Findings from the Positive Peace Report 2020 revealed a relationship between high levels of Positive Peace and superior economic performance.
Countries that improved in Positive Peace from 2009 to 2019 recorded an average annual growth rate in per capita GDP almost three percentage points above nations in which the PPI had deteriorated.
Positive Peace can be used to signal future superior economic performance, thereby acting as a predictor of better economic and corporate outcomes.
Positive Peace outcomes are autoregressive, meaning that once a PPI score improves for a country or region in a given year, it will tend to continue improving for some time in the future.
Positive Peace and economic processes are also self-reinforcing. A better PPI outcome in a given year will increase the probability of favorable economic results in the future, which will in turn, contribute to further improvements in Positive Peace.
These dynamics mean that Positive Peace and economic cycles tend to have long durations and be intermeshed with one another.
Because of this, nation states or regions that improve in the PPI up to a certain time, can expect to record superior economic performance beyond that time.

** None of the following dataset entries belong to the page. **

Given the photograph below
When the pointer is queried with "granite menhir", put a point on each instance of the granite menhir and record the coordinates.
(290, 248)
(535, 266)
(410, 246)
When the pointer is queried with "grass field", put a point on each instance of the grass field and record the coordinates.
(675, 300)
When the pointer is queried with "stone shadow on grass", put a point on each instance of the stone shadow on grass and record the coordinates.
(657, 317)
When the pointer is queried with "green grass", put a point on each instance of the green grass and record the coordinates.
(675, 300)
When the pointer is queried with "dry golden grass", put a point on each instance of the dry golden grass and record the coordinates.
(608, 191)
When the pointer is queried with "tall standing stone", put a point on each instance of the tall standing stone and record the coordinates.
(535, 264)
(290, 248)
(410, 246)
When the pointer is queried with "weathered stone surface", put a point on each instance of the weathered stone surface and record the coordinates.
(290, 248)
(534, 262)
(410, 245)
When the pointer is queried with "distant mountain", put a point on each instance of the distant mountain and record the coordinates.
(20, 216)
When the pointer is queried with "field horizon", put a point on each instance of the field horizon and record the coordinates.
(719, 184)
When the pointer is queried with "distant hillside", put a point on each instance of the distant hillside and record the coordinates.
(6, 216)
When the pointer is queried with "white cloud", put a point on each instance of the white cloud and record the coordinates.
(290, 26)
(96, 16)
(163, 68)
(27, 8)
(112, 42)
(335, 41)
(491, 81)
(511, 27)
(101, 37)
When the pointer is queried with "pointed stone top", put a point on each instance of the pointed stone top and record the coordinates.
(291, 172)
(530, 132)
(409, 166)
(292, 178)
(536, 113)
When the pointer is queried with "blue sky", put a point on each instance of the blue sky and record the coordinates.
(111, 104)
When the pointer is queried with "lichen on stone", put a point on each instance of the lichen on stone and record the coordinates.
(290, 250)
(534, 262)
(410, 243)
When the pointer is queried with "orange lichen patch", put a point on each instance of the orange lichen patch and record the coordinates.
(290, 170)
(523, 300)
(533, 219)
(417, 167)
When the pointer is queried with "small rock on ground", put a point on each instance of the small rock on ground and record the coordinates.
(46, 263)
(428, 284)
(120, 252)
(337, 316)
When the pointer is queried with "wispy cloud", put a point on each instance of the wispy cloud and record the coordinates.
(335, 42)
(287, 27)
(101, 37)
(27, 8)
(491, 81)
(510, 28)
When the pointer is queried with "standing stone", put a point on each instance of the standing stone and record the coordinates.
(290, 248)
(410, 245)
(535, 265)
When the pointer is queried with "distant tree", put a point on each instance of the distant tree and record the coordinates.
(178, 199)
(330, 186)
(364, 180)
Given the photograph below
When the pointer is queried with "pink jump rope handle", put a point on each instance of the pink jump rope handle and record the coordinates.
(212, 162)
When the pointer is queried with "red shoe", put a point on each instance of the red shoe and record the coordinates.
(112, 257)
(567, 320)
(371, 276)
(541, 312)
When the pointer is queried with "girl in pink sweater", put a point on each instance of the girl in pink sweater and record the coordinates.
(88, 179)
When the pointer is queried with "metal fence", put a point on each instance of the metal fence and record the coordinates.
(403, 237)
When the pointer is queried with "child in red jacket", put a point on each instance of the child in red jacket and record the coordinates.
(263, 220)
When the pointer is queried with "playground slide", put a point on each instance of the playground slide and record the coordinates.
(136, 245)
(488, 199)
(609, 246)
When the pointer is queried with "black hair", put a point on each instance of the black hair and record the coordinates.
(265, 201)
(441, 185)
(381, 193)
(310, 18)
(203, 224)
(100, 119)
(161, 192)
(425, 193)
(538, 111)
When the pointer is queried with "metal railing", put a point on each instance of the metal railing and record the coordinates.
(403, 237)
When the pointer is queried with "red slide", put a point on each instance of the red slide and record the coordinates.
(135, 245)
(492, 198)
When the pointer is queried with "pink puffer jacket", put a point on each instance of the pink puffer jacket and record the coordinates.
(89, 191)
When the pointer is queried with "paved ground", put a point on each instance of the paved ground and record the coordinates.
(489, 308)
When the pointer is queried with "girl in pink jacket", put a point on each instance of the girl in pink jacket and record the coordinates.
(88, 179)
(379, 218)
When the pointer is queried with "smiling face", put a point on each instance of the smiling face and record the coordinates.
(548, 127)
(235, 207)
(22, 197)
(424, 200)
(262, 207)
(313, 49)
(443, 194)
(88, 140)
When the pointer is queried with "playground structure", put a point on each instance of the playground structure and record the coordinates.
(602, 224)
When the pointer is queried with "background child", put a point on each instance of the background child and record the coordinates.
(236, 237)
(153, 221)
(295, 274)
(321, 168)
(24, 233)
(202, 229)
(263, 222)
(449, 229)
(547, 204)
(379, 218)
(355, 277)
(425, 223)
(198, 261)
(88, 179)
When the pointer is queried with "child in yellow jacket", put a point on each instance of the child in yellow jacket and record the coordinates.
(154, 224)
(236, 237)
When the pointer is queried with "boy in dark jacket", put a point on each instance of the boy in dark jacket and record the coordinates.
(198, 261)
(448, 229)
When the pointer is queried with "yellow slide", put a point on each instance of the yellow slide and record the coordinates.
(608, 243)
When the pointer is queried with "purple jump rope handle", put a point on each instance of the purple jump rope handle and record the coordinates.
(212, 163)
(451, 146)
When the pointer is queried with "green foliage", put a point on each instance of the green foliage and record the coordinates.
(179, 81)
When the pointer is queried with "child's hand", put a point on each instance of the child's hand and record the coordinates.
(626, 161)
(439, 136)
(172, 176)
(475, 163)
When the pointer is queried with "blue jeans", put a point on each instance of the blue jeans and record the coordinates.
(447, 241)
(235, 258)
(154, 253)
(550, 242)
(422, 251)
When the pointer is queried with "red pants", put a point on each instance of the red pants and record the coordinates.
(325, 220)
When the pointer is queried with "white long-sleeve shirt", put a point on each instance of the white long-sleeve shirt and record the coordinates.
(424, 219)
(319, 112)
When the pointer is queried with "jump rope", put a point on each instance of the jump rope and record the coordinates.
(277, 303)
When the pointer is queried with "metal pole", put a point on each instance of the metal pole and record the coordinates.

This is at the heart of the PPI’s ability to predict the economic outperformance of countries and regions. This ability can be used by businesses and investors to help guide their commercial and financial sovereign exposures.
The recursive process described above allows the construction of an annually re-calibrated portfolio of countries whose real GDP growth outperforms future growth in global real GDP.
For example, by selecting those countries that improved materially in Positive Peace up to a specific year, say 2018, an investor will have a portfolio of nations whose real GDP growth will be higher than the global average in 2019.
The methodology can be further developed and adapted for different time lags and different predictive windows. The combined GDP of the annually re-calibrated portfolio of PPI improvers rose by 48 per cent from 2010 to 2019 (Figure 5.13).
This is 12 percentage points higher than the global average growth of 36 per cent in the same period, amounting to an outperformance of 33.3 per cent.